Researchers in the UK are testing a new Type 1 Diabetes Vaccine
The vaccine trial at Cardiff University, in the UK, hopes to stop or slow down the immune system attacking the pancreas, the cause in Type 1 diabetes. Type 1 diabetes is usually develops in childhood and has been shown to be caused by immune cells attacking and killing insulin producing cells which help regulate blood sugar levels.
Type 1 diabetes is thought to occur because of genetics and not due to lifestyle or obesity and is life threatening unless patients begin a regimen of insulin therapy for their entire life.
Dr. Colin Dayan, professor of clinical diabetes and metabolism at Cardiff University, who in charge of the clinical trial said: "We believe that this immune-based therapy can slow or stop the body from damaging its own insulin-making cells in the pancreas.
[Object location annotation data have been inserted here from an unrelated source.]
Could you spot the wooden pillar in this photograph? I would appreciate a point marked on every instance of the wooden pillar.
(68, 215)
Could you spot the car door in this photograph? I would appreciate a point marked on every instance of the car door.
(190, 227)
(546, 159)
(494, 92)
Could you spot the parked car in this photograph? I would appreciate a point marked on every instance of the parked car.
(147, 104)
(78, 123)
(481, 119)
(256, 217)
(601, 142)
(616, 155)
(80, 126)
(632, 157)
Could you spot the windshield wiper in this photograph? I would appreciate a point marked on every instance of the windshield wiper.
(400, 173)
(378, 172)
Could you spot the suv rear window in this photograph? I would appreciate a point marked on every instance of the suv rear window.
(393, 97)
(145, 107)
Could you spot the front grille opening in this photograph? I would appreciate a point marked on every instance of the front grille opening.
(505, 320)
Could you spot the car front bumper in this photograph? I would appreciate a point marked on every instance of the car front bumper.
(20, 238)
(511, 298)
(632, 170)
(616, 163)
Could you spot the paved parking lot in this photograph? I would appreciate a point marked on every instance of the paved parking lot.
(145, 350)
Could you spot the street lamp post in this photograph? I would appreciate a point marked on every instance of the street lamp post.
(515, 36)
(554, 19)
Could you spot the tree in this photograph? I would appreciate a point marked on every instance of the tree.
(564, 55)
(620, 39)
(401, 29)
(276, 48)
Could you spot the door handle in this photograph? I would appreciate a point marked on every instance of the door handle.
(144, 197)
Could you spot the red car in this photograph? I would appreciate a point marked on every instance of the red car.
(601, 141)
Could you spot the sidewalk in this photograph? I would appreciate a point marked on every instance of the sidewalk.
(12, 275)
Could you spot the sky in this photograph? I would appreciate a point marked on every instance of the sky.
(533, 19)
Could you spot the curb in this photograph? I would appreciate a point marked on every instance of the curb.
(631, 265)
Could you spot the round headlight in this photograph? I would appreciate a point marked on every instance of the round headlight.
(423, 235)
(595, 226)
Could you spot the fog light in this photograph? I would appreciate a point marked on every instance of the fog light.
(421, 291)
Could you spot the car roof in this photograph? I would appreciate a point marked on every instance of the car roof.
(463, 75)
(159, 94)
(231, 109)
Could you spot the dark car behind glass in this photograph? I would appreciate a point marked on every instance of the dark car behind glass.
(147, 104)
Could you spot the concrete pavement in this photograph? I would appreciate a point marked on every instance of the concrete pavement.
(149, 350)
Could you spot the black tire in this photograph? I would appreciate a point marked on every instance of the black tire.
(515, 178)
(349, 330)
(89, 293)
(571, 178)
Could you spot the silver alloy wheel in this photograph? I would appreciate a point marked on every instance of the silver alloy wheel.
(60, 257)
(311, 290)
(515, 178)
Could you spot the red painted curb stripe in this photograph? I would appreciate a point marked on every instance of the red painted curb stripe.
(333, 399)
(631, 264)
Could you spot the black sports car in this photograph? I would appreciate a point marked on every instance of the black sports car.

Preliminary research has shown that the vaccine is safe, the next step is meant to determine if the treatment is effective. The scientists are recruiting adult patients who have recently been diagnosed with Type 1 diabetes and have just started taking insulin to take part in the trial.
The four hospital centers that are taking part in the trial are the University Hospital of Wales in Cardiff, Guy's and St Thomas NHS Foundation Trust in London, Bristol Royal Infirmary and Royal Victoria Hospital in Newcastle.
"In my laboratory we spent many years gaining a better understanding of what goes wrong with the balance of the immune system in patients developing Type 1 diabetes," says Dr. Mark Peakman, professor of clinical immunology at King's College London who pioneered the vaccine approach. "We eventually hit upon the idea that we could try to revert the damaging response by inducing a protective one; so it's a vaccine with a difference."
Dr. Dayan concluded: "Information from the trial combined with further studies building on this could improve quality of life and long-term health and benefit for children and adults with type 1 diabetes and future generations."
Can this vaccine trial lead to a treatment and possible remission of Type 1 Diabetes? Only time will tell.